The tools are available, all that is needed is visionary management that eases the change in business processes and the mindset of the business users. From hundreds of use cases among the most successful digitalization journeys, it comes down to these five key lessons learned:  

  • Identify clear goals, tied to a long-term vision  
  • Start small to grow fast  
  • Identify the right key users  
  • Communicate progress from start to end  
  • Work toward quantified results 
  • Continuously improving operational excellence 

In particular regarding lesson No. 5, “Work toward quantified results,”  business objectives need to be set first and key performance indicators (KPIs) set on each level of the organization — starting from upper management, to plant, to department and all the way to the operators and engineers. With the aligned KPIs, this creates a backbone to analyze, improve and benchmark globally, as well as locally. On the other hand, the set KPIs can be achieved when the process experts are empowered with advanced analytics to fuel the increase of overall profitability and sustainability.  

When engineers start using a systematic, analytics-driven approach, such as the DMAIC cycle (see Figure 2), a business environment is created of continuously improving operational excellence, where the large group of operational experts contribute to the business objectives and can even help over-achieve the targets.  

Breaking down the data silos 

Factories today are capturing and storing an enormous amount of data directly or indirectly related to the production process. All this captured data typically ends up in best of breed business applications serving specific operational purposes. Some of the data is stored in historians. Other data goes into the quality information system, maintenance management system, incident management system, etc. Self-service analytics of time-series data already sheds light on the operational performance. But having all the available contextual information available, captured during production and leveraged from other applications, there is much better visibility into operations. All this contextual information helps to better understand operational performance and give new starting points for optimization projects when using an advanced analytics platform. 

Controlling business outcomes with an analytics-driven ‘production cockpit’ 

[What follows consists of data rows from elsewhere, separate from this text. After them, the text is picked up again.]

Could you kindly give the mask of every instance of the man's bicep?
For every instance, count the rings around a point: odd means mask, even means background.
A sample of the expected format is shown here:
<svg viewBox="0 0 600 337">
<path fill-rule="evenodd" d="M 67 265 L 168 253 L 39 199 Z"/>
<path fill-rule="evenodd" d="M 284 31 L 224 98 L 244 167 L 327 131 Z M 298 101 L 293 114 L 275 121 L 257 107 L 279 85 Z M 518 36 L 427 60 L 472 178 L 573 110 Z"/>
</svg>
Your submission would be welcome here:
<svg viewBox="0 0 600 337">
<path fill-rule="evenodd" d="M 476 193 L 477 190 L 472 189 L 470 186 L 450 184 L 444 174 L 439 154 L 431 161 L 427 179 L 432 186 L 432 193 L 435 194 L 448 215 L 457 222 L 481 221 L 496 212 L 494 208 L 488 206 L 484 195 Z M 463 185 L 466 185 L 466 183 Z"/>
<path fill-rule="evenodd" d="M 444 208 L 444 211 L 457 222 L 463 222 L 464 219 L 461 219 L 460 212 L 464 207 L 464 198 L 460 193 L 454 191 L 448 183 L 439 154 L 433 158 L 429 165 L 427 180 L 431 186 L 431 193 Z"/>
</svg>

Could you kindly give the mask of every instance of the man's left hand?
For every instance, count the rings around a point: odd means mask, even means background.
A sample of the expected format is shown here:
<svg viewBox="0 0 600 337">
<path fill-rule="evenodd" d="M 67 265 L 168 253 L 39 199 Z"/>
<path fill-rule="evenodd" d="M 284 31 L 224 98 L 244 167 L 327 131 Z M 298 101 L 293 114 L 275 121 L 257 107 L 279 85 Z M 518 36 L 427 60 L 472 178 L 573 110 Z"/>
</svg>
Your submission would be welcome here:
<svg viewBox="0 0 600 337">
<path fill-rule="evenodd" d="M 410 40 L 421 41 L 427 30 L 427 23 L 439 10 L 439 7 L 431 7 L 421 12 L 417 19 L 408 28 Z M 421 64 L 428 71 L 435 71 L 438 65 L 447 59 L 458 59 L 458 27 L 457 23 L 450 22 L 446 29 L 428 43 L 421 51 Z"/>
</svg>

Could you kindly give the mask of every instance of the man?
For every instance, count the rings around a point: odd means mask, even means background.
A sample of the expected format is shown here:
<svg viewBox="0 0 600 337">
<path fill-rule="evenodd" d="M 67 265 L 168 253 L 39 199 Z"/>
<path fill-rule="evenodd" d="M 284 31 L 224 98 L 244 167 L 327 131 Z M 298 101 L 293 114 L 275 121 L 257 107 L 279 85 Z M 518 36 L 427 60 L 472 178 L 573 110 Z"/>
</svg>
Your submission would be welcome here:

Ideally, all operational stakeholders would have what we refer to as a “production cockpit,” which is complete with an actionable dashboard, analytics suite and agile communications facility. Users at each level of the organization can create and share complete and live overviews of their current process statuses and performances, enabling teams and individuals to immediately access production data, analyze situations at hand and make decisions in an instant.  

Enhancing the current process status overview with the early warning capabilities that self-service analytics solutions provide, the “production cockpit” can provide operators the opportunity to be proactive and optimize operational performances even before issues arise. It also helps optimize the flow of information between shifts, from shift teams to engineers and between all related actors and production stakeholders, thereby boosting the organization’s collaborative agility. These are just a few of the ways that self-service industrial analytics is able to cater to the needs of engineers today, while business outcomes are directly controlled and communication between departments is optimized.  

Conclusion 

When all business users are empowered with self-service advanced analytics, process manufacturing companies have the best change to remain a market leader and sustain future profitability. Subject matter experts have a good understanding of the data that is directly related to the production processes they are responsible for, and are able to turn this into operational information. Today, this information can be provided in an analytics-driven production cockpit with live data and early warnings, resulting in a business environment of continuous improvement. In this way all users at each level in the organization can proactively contribute to business outcomes in areas such as energy reduction, waste reduction, quality control, yield and predictive maintenance.  

Edwin van Dijk is VP of Marketing at TrendMiner.